Ruth Bader Ginsburg in hospital for treatment of possible infection


The US supreme court justice Ruth Bader Ginsburg has been admitted to hospital for treatment for a possible infection. She is likely to be there for “a few days”, the court announced.

According to a statement, she is resting comfortably and will stay in hospital for a few days for antibiotic treatment.

She was admitted to the Johns Hopkins hospital in Baltimore, Maryland, early on Tuesday morning.

Ginsburg is the oldest judge on the supreme court, at 87, and has been hospitalized several times in recent years, including for treatment for cancer. She sits firmly on the liberal wing of the court and is a native New Yorker, from Brooklyn.

The supreme court just wrapped up a historic set of June rulings that favored a woman’s right to choose abortion, the rights of undocumented young immigrants known as Dreamers to be protected from deportation, and the rights of LGBTQ+ people in the work place.

When the justice was last in the hospital, also at Johns Hopkins, in May for a non-surgical procedure for a gallstone that had caused an infection, she continued to participate in the court’s oral arguments remotely from the hospital.

The latest news means she has been in hospital twice during the coronavirus outbreak in the US, which has put pressure on hospitals in hotspots with the highest levels of cases, such as New York and now southern states from Florida to California.

She has had a number of health scares in recent years. In November 2018, she broke three ribs in a fall. Subsequent medical tests led to treatment for lung cancer that caused her to miss oral arguments in January 2019. She returned to the bench but said in August that year that she had received radiation therapy to treat pancreatic cancer.

And Ginsburg was admitted to a hospital in November 2019 for two nights suffering from a fever and chills, but she returned to work at the court the day after being released. In January, she said she was cancer free.

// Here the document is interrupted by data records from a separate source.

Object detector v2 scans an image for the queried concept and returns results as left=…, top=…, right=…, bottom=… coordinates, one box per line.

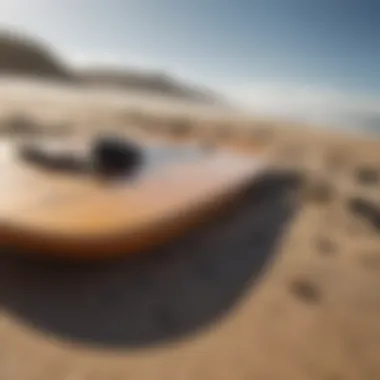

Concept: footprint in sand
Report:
left=289, top=278, right=322, bottom=304
left=315, top=236, right=337, bottom=257
left=358, top=251, right=380, bottom=271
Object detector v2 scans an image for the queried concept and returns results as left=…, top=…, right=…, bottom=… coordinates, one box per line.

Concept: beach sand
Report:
left=0, top=83, right=379, bottom=379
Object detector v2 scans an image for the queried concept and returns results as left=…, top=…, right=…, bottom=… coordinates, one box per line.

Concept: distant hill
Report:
left=0, top=31, right=225, bottom=105
left=0, top=32, right=72, bottom=80
left=77, top=67, right=225, bottom=105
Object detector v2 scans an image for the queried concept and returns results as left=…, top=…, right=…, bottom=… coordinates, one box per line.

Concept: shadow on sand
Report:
left=0, top=172, right=300, bottom=350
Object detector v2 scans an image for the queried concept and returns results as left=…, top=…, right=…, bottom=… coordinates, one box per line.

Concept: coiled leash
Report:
left=18, top=136, right=143, bottom=179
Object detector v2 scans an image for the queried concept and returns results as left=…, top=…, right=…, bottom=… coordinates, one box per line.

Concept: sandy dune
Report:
left=0, top=82, right=379, bottom=380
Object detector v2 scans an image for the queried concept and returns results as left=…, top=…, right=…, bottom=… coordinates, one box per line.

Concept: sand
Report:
left=0, top=82, right=379, bottom=380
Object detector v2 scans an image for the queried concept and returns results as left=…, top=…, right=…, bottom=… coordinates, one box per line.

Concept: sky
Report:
left=0, top=0, right=379, bottom=130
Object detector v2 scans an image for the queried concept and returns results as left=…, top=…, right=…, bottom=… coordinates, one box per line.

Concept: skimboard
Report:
left=0, top=137, right=267, bottom=259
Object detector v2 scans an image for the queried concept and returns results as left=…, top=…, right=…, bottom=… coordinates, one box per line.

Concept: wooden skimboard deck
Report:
left=0, top=139, right=267, bottom=259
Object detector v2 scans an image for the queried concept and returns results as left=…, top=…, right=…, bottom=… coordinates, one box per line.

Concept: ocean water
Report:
left=0, top=77, right=238, bottom=121
left=0, top=78, right=378, bottom=135
left=225, top=83, right=380, bottom=135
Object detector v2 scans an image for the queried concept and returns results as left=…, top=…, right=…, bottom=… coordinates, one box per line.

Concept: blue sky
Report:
left=0, top=0, right=379, bottom=129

The health of the liberal justice is closely watched because a supreme court vacancy would give Donald Trump the opportunity to appoint a third justice to the nine-member court and push it further to the right. The court currently has a 5-4 conservative majority.

Ginsburg was nominated by Bill Clinton in 1993 and only the conservative justice Clarence Thomas, 71, and appointed by George HW Bush in 1991, has served longer among current members of the court.

The supreme court said in a statement later Tuesday that Ginsburg “was initially evaluated at Sibley Memorial hospital in Washington DC, last night after experiencing fever and chills.

“She underwent an endoscopic procedure at Johns Hopkins this afternoon to clean out a bile duct stent that was placed last August. The justice is resting comfortably and will stay in the hospital for a few days to receive intravenous antibiotic treatment.”